Quelle que fût la cause réelle de la défection de Bonnet et de Lys, ils ne pouvaient pas mieux faire pour favoriser l’ardente ambition de Boyer, ainsi qu’on le verra par la suite : désormais, il restait seul auprès de Pétion, et il sut fort bien tirer parti de sa position, à l’exclusion de tous autres.

En recherchant les causes diverses des faits, des événemens de notre histoire nationale, nous n’aspirons nous-même qu’à faire ressortir la vérité qui enseigne ; elle seule est l’idole à laquelle nous sacrifions, même lorsque nous parlons de Pétion et de ses actes.

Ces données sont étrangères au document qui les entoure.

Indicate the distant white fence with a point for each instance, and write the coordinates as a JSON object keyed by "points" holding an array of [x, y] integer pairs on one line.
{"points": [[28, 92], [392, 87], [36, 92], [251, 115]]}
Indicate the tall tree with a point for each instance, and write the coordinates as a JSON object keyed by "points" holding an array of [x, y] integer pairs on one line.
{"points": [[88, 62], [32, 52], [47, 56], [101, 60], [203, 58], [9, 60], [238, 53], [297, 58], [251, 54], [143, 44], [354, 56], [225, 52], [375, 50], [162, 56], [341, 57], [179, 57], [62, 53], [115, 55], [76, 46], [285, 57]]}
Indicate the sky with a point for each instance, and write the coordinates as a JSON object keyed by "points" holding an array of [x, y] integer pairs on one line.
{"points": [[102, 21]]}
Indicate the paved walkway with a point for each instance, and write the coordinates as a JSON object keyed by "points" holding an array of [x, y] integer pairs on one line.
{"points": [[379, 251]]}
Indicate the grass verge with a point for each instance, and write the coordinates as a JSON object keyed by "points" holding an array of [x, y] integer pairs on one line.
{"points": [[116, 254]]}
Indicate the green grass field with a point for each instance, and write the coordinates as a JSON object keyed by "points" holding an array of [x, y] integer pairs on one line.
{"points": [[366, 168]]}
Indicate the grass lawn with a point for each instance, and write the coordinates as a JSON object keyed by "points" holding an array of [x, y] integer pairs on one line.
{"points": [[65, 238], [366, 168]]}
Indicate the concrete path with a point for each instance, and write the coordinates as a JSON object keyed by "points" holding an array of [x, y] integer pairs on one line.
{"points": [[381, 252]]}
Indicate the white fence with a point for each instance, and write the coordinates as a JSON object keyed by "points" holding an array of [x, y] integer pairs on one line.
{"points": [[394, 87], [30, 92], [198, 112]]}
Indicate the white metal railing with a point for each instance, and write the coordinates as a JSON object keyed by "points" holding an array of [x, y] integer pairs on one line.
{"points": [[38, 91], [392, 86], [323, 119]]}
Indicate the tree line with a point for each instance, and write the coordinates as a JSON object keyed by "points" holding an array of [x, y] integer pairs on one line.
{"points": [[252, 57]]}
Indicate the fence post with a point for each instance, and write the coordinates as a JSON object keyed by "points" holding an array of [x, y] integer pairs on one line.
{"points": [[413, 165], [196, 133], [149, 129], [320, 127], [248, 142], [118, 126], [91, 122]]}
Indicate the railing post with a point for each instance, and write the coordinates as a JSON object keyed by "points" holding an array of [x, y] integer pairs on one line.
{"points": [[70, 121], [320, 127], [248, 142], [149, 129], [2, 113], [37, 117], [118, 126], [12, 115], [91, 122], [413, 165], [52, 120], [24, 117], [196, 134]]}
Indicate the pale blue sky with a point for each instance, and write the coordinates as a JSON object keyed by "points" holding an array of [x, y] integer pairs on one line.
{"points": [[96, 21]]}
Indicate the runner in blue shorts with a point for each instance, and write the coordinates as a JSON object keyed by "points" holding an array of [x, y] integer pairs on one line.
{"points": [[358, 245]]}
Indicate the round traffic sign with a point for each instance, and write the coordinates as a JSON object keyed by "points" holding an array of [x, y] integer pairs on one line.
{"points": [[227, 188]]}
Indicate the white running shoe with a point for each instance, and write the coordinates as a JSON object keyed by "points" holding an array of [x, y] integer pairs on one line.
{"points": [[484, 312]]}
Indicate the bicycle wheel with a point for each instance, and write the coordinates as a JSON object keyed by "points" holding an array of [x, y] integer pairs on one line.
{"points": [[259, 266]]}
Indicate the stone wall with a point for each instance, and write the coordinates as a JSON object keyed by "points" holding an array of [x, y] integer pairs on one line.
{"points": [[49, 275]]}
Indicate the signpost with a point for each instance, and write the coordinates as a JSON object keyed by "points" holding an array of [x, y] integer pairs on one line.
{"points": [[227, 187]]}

Aussitôt le départ des deux généraux, il expédia aux Cayes un officier de son état-major nommé Joseph Legardeur, homme du Sud, porteur de dépêches pour le général Rigaud, afin de lui demander les causes des mouvemens populaires qui se passaient dans ce département ; et probablement pour s’enquérir particulièrement si les autorités militaires les secondaient franchement, pour causer avec les hommes qui lui étaient dévoués dans cette partie. Joseph rencontra en route les deux généraux qui

  1. On verra dans un autre chapitre, deux lettres de Boyer à Pétion, qui, en motivant un jugement sévère à son égard, prouveront que le président ne se laissait pas influenrer par lui.